O site Folha de S. Paulo publicou, no dia 08 de outubro de 2021, notícia intitulada “Carnes, combustíveis e passagem aérea disparam na pandemia; veja a alta de preços”, cujo trecho é reproduzido a seguir: “Carnes, alimentos diversos, combustíveis e passagem aérea. Esses são alguns exemplos de itens que ilustram a disparada de preços sentida pelos brasileiros durante a pandemia de Covid-19. O cenário é retratado por um levantamento do economista André Braz, do FGV Ibre (Instituto Brasileiro de Economia da Fundação Getulio Vargas), a pedido da Folha. Para analisar a escalada da inflação, o pesquisador utilizou resultados do IPC (Índice de Preços ao Consumidor) verificados ao longo da crise sanitária, entre fevereiro de 2020 e setembro de 2021. A pesquisa, realizada pelo FGV Ibre, contempla sete capitais: São Paulo, Brasília, Rio de Janeiro, Belo Horizonte, Salvador, Recife e Porto Alegre. De fevereiro de 2020 a setembro de 2021, o IPC teve variação de 11,59% em termos gerais. No recorte por grupos, chama atenção o aumento maior e disseminado por alimentos frequentemente usados em churrascos e festas.
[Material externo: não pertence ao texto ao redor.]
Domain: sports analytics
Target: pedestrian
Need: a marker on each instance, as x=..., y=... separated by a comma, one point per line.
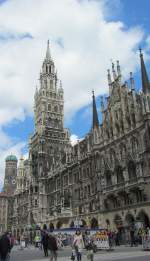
x=52, y=246
x=78, y=245
x=90, y=249
x=45, y=243
x=5, y=247
x=132, y=236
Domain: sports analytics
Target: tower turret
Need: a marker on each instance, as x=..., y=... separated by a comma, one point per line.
x=95, y=115
x=144, y=75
Carnes bovinas (35,31%), frango em pedaços (32,62%), frango inteiro (28,21%) e carnes suínas (25,26%), por exemplo, dispararam (...)” (Fonte: https://www1.folha.uol.com.br/mercado/2021/10/carnes-combustiveis-e-passagem-aerea-disparam-na-pandemia-veja-a-alta-de-precos.shtml) Dentre as possíveis causas para a disparada de preços dos diferentes tipos de carnes e frango, não é possível mencionar
- A)aumento da demanda internacional por esse tipo de alimento.
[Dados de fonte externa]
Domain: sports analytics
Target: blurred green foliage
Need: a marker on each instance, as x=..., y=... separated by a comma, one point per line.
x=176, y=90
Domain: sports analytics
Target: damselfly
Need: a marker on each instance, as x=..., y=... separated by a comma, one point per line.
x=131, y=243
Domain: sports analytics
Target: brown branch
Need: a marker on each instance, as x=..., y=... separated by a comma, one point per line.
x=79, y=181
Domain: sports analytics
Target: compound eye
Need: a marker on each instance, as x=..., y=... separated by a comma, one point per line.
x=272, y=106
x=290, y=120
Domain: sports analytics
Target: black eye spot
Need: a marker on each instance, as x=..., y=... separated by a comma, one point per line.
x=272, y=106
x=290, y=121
Certa, porque aumento da demanda internacional eleva a procura externa e pode pressionar os preços internos para cima.
- B)aumento do custo de commidities que são utilizadas como insumos na criação de animais.
Certa, porque insumos mais caros na criação de animais aumentam o custo de produção e reduzem a oferta.
- C)desestruturação da cadeia produtiva causada pela pandemia.
Certa, porque a pandemia pode desorganizar transporte, abate, processamento e distribuição, afetando a oferta.
- D)aumento do desemprego, que reduziu o poder de barganha dos trabalhadores do setor.
Errada, porque o desemprego reduz renda e consumo, sendo um choque de demanda negativa, não uma explicação típica para a alta desses preços.
- E)aumento das exportações de carne pelo país.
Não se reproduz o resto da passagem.